While speculation on motivations may vary, the opportunity for positive change through education cannot be dismissed.

As for the transformation plans, they are a short on detail so far. It feels a little condescending, a bit like….

Colonising Education and Historical Implications

The perception of Eton’s outreach efforts inevitably invites considerations of Britain’s colonial past. The idea of exporting a prestigious institution to deprived areas could evoke notions of cultural imposition and paternalism. Addressing this concern requires a careful balance between sharing educational expertise and ensuring that local autonomy, cultures and empowerment are retained.

Collaborative Potentials From Contrasting Cultures

The cultural differences between Eton College and Star Academies could be a rich source of innovative approaches. Eton’s traditional approach to education emphasises discipline, the classics, and academic excellence. Oh, and an alumni network, state-of-the-art theatre and pristine sports grounds, all to die for. Also, as a boarding school, Eton prides itself on embedding ‘character education’ into the curriculum. Is there any downside? Well, it’ll set you back at least £50k per child per year for the ‘privilege’. In contrast, Star Academies embraces cultural diversity, values-based education, and community engagement; all this and lashings of character for free. This polarised partnership could harness the best of both worlds, blending academic rigour with a holistic approach that addresses social and cultural needs.

But there’ll be no boarding, no fees, little alumni network to speak of, so what is Eton bringing to the party?

There May Be Trouble Ahead

Although there is fertile ground in Oldham for ‘creative collaboration‘, the opposed approaches of Eton and Star may lead to fission not fusion. Adapting Eton’s teaching methods to a more diverse and inclusive context requires sensitivity to layers of cultural nuances. Conversely, Star Academies’ experience with disadvantaged communities can shed light on strategies to address educational inequalities, a challenge that transcends backgrounds.

Aiming for Oxbridge

A number of the articles on the story have implied that this new arrangement would lead to more successful Oxbridge applications from the Oldham region.

Eton has form here; their last link-up, with London Academy of Excellence in East London, resulted in 37 offers to Oxbridge. How can that be? The students are the same young people from the same area. Or by being ‘selective’, will the new Eton Star just cream off the brightest students in the region? What is Eton’s ‘secret sauce’? Can we all have some please, Sir?

Well, according to Star, the classified recipe is: “knowledge-rich teaching from some of the country’s most respected subject-specialists, access to talks from high-profile speakers, academic essay prizes and debate clubs, Oxbridge-style tutorial sessions and the chance to learn Latin.” Dictum sapienti sat est.
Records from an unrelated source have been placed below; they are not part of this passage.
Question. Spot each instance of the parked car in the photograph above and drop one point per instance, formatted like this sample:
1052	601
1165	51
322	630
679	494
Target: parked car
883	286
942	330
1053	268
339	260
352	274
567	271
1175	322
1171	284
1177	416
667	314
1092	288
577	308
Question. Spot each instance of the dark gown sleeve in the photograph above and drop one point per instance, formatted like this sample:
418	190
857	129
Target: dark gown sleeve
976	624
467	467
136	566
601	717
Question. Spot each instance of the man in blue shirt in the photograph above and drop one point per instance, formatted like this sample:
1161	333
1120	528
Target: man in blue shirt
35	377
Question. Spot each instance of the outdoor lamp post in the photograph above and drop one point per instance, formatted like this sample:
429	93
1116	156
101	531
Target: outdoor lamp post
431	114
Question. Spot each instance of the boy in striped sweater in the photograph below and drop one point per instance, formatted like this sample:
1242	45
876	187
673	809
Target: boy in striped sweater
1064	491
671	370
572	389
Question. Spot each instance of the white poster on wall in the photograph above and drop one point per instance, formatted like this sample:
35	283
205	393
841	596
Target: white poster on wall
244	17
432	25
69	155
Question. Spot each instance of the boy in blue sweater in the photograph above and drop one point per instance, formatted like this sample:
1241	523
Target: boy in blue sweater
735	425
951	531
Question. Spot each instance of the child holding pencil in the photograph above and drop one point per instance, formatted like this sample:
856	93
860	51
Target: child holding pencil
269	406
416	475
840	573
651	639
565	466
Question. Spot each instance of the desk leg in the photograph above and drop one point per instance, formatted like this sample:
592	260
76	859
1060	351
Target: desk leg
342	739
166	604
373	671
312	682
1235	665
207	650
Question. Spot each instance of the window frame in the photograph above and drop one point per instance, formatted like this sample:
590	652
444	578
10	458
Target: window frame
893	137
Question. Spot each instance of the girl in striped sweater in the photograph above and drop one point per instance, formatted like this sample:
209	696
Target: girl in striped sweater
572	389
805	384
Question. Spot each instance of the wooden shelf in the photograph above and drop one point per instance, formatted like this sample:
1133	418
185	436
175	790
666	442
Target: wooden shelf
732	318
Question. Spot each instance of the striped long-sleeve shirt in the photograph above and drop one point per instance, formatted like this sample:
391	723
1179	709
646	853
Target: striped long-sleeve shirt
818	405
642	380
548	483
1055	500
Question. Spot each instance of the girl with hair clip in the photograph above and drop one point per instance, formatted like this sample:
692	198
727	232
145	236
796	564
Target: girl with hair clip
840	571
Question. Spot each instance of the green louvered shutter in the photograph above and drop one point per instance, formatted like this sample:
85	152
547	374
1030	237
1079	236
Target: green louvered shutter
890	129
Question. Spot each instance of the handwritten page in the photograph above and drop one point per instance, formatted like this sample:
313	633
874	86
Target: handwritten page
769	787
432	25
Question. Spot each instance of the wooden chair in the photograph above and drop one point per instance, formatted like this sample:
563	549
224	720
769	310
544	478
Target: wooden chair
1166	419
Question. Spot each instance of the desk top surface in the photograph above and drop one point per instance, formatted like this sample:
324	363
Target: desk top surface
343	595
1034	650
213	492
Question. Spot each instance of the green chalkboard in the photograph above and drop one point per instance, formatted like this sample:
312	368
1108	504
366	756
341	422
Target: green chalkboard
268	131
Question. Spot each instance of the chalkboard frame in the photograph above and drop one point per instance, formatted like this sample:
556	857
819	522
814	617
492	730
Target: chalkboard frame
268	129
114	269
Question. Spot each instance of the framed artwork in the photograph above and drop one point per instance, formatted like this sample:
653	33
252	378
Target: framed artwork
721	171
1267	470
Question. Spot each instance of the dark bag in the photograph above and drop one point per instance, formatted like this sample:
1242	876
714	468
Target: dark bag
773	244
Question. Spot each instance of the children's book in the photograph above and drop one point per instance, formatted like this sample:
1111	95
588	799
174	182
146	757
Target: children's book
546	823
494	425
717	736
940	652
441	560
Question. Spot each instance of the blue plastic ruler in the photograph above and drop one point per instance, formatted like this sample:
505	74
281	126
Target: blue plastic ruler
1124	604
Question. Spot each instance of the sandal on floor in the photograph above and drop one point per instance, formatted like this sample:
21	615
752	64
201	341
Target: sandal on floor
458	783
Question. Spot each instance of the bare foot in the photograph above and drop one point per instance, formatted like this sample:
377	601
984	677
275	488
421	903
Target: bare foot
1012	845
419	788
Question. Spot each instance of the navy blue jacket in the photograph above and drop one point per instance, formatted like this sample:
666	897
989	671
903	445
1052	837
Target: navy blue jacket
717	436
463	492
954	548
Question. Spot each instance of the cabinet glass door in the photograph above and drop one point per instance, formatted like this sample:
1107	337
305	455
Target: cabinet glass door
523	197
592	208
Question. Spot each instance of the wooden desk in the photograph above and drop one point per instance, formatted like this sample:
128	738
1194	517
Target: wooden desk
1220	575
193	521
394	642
Yet, Eton’s ambition to help students gain admission to Oxbridge raises questions about the underlying philosophy. While expanding access to esteemed institutions is commendable, doesn’t it just perpetuate elitism and reinforce existing social hierarchies? The challenge lies in ensuring that students from disadvantaged backgrounds are empowered to forge their own routes to fulfilment without reinforcing privilege.

Is This A Vote For A Return To Grammar Schools?

The Eton College and Star Academies partnership exemplifies the intricate interplay of education, culture, history, and privilege. While the collaboration is brimming with potential for transformative change, it must be approached with sensitivity to local contexts and a genuine commitment to fairness. Eton wouldn’t have put their name to the project if they weren’t sure that they could accomplish success; it’s too big a risk as it’ll be under the media spotlight. But if ‘selective’ sixth forms are the way to reignite opportunity in towns like Oldham then why can’t we have them the length and breadth of the country rather than just in a few ‘high-publicity’ cold spots? It feels like a cry for a return to the grammar school system where each town had a local ‘elite’ establishment which offered some young people opportunities to be socially mobile. Now there’s an idea… it time for the return of the grammars?